Oando Harps on Accelerating Energy Transition in Nigeria, Africa

*Advises national oil companies to prioritise attracting investments into the petroleum sector

Peter Uzoho

Oando Energy Resources has stressed the need for Nigeria and other African countries to redouble their efforts towards achieving the continent’s energy transition task in order to avoid being left behind by the rest of the world.


The Nigerian independent energy major also advised national oil companies (NOCs) in Africa, such as the Nigerian National Petroleum Company Limited (NNPC), to focus their attentions more on attracting investments into the oil and gas industry so that they could be able to extract the huge hydrocarbon resources the continent is blessed with.


The duo of Oando Energy Resources’ Chief Operating Officer and the Senior Economist, Dr. Ainojie Alex Irune and Ms. Ololade Olubi, respectively, stated these at their separate panel sessions at the just concluded sixth Nigerian International Energy Summit (NIES), held at the International Conference Center (ICC), Abuja.


Speaking during the CEO Roundtable, with the topic: “Building Energy for Tomorrow”, Irune urged African countries to  “act fast and act now.”
Africa’s energy transition has been projected to cost an estimated $100 billion annually between 2020 and 2040, presenting a huge task for the governments and industry players across the continent to achieve.


Sharing his thoughts on creating a sustainable energy future, Irune said, “For the first time in the history of the world, we are going to see energy growth and demand outstrip average economic growth across the world, in a time where the energy mix is still being contended; contended because the primarily developed world has a view of what this mix should be, and Africa has a different perspective.
“Against the backdrop of our youth population, poverty index and intra-African collaboration, we need to get impatient about delivering value and development to our people. The molecule of oil in our ground must be excavated with urgency; I’m talking about oil; we must create the balance sheet that will fund the transition.”
Noting that the Petroleum Industry PIA (PIA) had come to make that journey a little less tortuous and that whilst the PIA was not perfect, it was a starting point, he added that it was also understood that the PIA could quickly become obsolete because of the pace of change.
Also touching on gas as a transition fuel, Irune said the stakeholders had recognised gas as a transition fuel.

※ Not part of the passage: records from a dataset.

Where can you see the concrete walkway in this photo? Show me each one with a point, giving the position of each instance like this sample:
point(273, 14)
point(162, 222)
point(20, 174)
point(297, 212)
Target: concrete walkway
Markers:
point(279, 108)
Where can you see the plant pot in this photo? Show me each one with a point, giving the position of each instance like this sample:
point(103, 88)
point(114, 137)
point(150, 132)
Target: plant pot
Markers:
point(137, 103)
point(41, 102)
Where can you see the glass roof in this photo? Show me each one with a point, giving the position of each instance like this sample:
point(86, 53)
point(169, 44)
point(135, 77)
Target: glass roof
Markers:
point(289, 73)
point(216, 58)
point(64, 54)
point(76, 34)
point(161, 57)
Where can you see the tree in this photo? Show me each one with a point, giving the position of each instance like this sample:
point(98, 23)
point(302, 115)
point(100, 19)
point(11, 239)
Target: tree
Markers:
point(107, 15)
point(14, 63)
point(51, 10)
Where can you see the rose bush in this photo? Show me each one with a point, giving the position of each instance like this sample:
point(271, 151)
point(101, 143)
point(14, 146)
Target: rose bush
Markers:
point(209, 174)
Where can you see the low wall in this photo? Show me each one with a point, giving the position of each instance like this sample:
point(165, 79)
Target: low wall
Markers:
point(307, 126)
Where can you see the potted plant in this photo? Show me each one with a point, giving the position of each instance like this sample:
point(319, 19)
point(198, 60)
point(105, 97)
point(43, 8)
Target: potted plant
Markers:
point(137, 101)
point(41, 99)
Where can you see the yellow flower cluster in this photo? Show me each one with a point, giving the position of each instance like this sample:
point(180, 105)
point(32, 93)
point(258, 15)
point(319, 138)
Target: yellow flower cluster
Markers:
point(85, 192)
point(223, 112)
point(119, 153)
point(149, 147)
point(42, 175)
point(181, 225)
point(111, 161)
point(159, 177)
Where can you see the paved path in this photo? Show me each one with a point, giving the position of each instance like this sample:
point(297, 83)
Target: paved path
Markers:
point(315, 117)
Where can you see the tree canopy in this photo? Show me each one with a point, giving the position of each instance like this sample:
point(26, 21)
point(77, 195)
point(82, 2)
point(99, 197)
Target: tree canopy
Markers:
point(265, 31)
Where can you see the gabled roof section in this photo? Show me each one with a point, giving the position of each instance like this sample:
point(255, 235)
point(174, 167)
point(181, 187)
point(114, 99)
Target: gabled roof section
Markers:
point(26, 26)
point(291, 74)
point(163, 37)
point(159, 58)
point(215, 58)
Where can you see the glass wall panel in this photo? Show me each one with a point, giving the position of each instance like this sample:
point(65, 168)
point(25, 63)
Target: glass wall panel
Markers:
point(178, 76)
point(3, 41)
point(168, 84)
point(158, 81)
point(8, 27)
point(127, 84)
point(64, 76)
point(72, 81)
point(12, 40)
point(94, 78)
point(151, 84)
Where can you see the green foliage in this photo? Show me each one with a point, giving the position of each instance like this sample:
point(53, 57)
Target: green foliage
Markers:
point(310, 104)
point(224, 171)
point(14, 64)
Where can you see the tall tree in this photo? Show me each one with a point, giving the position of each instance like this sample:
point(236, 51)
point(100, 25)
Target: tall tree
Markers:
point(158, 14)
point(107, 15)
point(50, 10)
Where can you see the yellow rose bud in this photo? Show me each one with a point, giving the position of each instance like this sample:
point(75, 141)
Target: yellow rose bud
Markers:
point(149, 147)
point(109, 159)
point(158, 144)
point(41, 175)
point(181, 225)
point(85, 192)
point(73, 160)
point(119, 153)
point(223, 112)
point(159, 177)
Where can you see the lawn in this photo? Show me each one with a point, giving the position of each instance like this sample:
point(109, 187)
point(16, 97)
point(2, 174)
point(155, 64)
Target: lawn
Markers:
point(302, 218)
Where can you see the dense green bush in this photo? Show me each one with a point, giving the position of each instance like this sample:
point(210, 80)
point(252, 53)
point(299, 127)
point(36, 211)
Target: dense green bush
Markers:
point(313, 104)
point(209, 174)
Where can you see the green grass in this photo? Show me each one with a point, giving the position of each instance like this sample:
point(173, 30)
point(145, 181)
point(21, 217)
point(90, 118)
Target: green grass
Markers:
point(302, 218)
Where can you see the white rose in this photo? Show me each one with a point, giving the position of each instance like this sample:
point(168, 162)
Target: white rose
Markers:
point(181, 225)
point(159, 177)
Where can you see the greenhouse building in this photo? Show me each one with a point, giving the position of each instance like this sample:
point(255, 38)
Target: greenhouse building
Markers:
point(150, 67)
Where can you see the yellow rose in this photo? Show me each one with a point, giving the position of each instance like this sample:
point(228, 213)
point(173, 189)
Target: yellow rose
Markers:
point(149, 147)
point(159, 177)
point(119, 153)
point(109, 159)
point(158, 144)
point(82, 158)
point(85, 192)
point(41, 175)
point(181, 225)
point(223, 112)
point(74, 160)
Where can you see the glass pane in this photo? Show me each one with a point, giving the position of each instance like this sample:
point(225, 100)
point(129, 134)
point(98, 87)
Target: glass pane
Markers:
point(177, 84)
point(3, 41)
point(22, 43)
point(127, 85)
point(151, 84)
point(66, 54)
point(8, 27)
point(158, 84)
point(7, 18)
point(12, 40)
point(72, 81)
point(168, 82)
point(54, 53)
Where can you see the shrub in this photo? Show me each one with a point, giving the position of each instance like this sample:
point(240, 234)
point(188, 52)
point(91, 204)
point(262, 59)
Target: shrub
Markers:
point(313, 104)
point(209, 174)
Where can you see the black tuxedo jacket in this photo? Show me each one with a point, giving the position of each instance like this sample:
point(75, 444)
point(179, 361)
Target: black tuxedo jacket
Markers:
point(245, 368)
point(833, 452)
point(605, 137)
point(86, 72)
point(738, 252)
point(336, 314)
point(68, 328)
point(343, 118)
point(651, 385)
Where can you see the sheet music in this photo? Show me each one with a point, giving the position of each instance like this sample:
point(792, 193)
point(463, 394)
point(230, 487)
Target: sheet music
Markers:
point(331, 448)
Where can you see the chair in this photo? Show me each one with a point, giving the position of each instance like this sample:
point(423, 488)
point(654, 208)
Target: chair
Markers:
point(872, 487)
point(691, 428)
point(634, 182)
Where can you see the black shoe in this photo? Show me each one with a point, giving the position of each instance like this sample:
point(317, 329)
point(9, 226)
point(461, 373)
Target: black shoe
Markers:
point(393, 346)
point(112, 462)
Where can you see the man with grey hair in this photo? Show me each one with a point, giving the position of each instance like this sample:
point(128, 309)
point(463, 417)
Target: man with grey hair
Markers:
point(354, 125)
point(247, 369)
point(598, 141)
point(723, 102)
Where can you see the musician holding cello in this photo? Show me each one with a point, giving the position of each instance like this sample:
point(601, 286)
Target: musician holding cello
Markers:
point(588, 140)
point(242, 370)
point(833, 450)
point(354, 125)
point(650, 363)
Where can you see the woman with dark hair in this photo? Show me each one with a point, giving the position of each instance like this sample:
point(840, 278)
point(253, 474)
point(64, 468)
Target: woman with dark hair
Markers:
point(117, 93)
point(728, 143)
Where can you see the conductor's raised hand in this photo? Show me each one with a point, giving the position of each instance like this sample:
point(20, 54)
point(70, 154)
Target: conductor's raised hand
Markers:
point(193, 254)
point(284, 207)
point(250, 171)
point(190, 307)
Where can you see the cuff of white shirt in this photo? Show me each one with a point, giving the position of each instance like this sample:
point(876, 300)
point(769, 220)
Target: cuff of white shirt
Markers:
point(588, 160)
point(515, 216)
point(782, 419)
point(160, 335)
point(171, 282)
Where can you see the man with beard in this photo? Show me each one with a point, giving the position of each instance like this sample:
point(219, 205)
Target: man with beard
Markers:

With Nigeria being the leader in the discourse because of its status as a gas province with a little bit of oil, and by investing in developing gas, Irune said that would be, “the lever for developing our industry, kickstarting our economy and taking us into the age where we can genuinely compete with the rest of the world.”
In another panel session, Olubi stressed the need for national oil companies (NOCs) in Africa, such as the Nigerian National Petroleum Company Limited (NNPC) to focus their attentions more on attracting investments into the oil and gas industry so that they could be able to extract the huge hydrocarbon resources the continent is blessed with.
She said the NOCs should also focus on strengthening their operational business models, adding that NOCs have to play a huge role in ensuring that business models were optimal.
“And when I mean optimal, it’s really speaking to cost optimisation and ensuring returns for shareholders across the value chain, and ensuring that you’re doing this in a sustainable manner.


“So when we speak to attracting investments -how do they go about funding these projects and how do they go about attracting investments, would it be in form of equity or in form of debt? Or in form of partnerships? I do think we have to have the right mix. Attracting capital is not going to be as easy as before as companies transition to cleaner fuels,” she said.
Olubi pointed out that the oil industry was going to rely a lot on the African focus development banks and companies that were still into investing in the traditional fossil fuel space.

She said another big thing to look at was collaboration, saying it was going to be important to work with other joint venture (JV) partners.

 “It’s something we have done for a long time and we have efficiently and mostly successfully capitalized on this particular platform of just working with other partners across the industry to make sure we harness that value that we have.  

“We have the capabilities, we do have the talents, and I do believe we have the creative and innovative solutions to unlock value. What’s really important is that we rely on each other and that collaboration and that partnership is what is going to propel us to the next stage in this industry and in this sector,” she stated.

However, in terms of attracting funding, the Oando senior economist said NNPC was going to play a large role because of its position as the largest oil company in the country.

According to Olubi, NNPC is going to, “set the tone as to how much investment we’re able to track; how we’re able to secure the financing or ensure returns because at the end of the day, if you are going after debt, investors are concerned with your business model in ensuring that they’re able to get the returns that you have promised.

“So the NNPC is going to lead these efforts and this initiative, and as partners and as other JVs and other players in the sector, we piggyback upon that. It’s important that they set the right track record and we’re able to rely on those efforts to raise as much financing as we can in a very tight and very limited sector.”